Editorial: Secret settlement

Why not release the terms of a legal settlement between KU and its student newspaper?

Kansas University and the University Daily Kansan have a public responsibility to release the terms of a legal settlement related to the student newspaper’s funding.

This week, the two entities announced that the Kansan’s lawsuit, filed after the KU Student Senate voted to reduce the student fee to support the newspaper, had been resolved “to their satisfaction.” It was agreed that both sides would pay their own costs related to the litigation, but neither side would release additional details on what the settlement involved.

The decision of a public university and its student newspaper to withhold those details is needlessly secretive and could raise public suspicions about the nature of the settlement.

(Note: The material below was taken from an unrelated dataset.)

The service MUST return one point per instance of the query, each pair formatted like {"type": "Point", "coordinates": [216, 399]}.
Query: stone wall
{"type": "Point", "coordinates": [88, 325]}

The Student Senate voted in spring 2015 to cut student funding of the Kansan in half by reducing the per-student fee from $2 to $1 and the total revenue going to the newspaper from about $90,000 to about $45,000 for the 2015-16 school year. In February 2016, Kansan editors sued KU Chancellor Bernadette Gray-Little and Vice Provost for Student Affairs Tammara Durham, who had signed off on the fee decision. The lawsuit claimed that the funding cut was prompted by unflattering news coverage of the Senate and, therefore, represented a violation of First Amendment protections for a free press.

After the lawsuit was filed, the Student Senate reversed course and restored the $2-per-student fee. The Kansan has reported that the fee will remain in place through fiscal year 2019, after which the newspaper will seek no funding from the student fee.

Maybe that agreement to phase out the fee for the Kansan was part of the undisclosed settlement, but there’s no way to know. In all likelihood, the terms of the settlement were innocent and proper enough, but the refusal of the parties to comment on those terms could raise suspicions about the deal. If KU administrators and the student newspaper have nothing to hide, why not just disclose the details of the settlement and clear the air on this issue?